3. L’astronomie : symbole de la quête de connaissance
A l'instar des phéniciens qui utilisaient les étoiles pour se repérer en pleine mer, les caravaniers étaient guidés par un érudit en astronomie pour pouvoir se diriger au cours de leur trajet. La compréhension du mouvement des astres était primordiale puisqu'une erreur de calcul de 1 degré pouvait causer à terme une déviation de 120 km par rapport à la destination prévue, soit 4 à 5 jours de voyage supplémentaires impliquant des coûts financiers et des risques plus élevés.
Ulugbek était reconnu pour son esprit ouvert, son fort intérêt pour les sciences et pour l’astronomie en particulier. Reflet de son état d’esprit, l'inscription suivante a été retrouvée à l’entrée de la "médersa d’Ulugbek" à Boukhara : « Aspiration à la connaissance est le devoir de tous les musulmans et de toutes les musulmanes ». Au cours de la période de la renaissance, environ 60% des savants musulmans connus auraient été issus de la région de l’Ouzbékistan actuel. Parmi les plus renommés, on retrouve notamment Alghorismi, Avicenna et Al-Bukhari.
Ulugbek disposait de la meilleure carte des étoiles de son époque, au XVe siècle, dans laquelle 1018 étoiles étaient répertoriées. Le grand observatoire de Samarcande, dont il est à l'origine de la construction, regroupait plus d’une centaine d’astronomes, de mathématiciens et d’ingénieurs. De nombreux autres savants, penseurs, poètes et artistes ont été formés dans les nombreuses médersas créées sous son règne.
Des domaines aussi variés que les mathématiques, la géographie, l’histoire, les sciences, la médecine, la musique, la logique, la poésie, la comptabilité, la théologie, les Hadith, le droit islamique, la littérature, la sagesse et la langue arabe y étaient enseignés. La bibliothèque de l’époque de Tamerlan a pu ainsi être enrichie par de rares livres sur de nombreux sujets.

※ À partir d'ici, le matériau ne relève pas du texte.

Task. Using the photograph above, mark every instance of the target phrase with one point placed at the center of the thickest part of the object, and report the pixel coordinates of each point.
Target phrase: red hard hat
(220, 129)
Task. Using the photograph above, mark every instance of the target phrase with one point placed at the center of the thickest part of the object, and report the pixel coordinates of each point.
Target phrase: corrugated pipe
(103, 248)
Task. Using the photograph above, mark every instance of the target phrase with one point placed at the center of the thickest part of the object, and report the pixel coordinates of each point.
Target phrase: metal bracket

D’après le jésuite, moine et scientifique Antuan Gobil (1689-1759), la connaissance en astronomie acquise en Chine à cette époque aurait été transmise depuis Samarcande, reflétant l’importance du travail qui y fut effectué. Ulugbek aurait terminé son oeuvre en 1444 mais, assassiné par son fils en 1449 (à priori pour des raisons d’héritage), la publication finale de ses recherches n'a pu être effectuée.
En vue d'en préserver le contenu, celles-ci auraient été cachées à Istanbul avant d’être retrouvées en 1648 par les Anglais. Ces derniers traduiront les tables astronomiques d’Ulugbek en latin en 1653 avant qu’elles ne soient diffusées à Paris au cours du XVIIIe siècle. Les Russes « rapatrieront » ensuite ces études en Ouzbékistan et lanceront les recherches de son observatoire astronomique qui sera retrouvé à Samarcande.
La communauté scientifique de nos jours a rendu hommage à la ville et à ses penseurs en ayant par exemple nommé "Ulugbek" l’astéroïde n°2439 (assimilable à une planète de petite taille) découvert en 1977. Un des cratères situé sur la Lune porte également son nom.
Samarcande a ainsi connu grandeur et décadence tout au long de sa longue histoire et est aujourd'hui la ville la plus fameuse d'Ouzbékistan. L'architecture des bâtiments religieux, des écoles, des mausolées et autres bâtiments culturels du pays reflètent son riche patrimoine civilisationnel hérité au cours des siècles.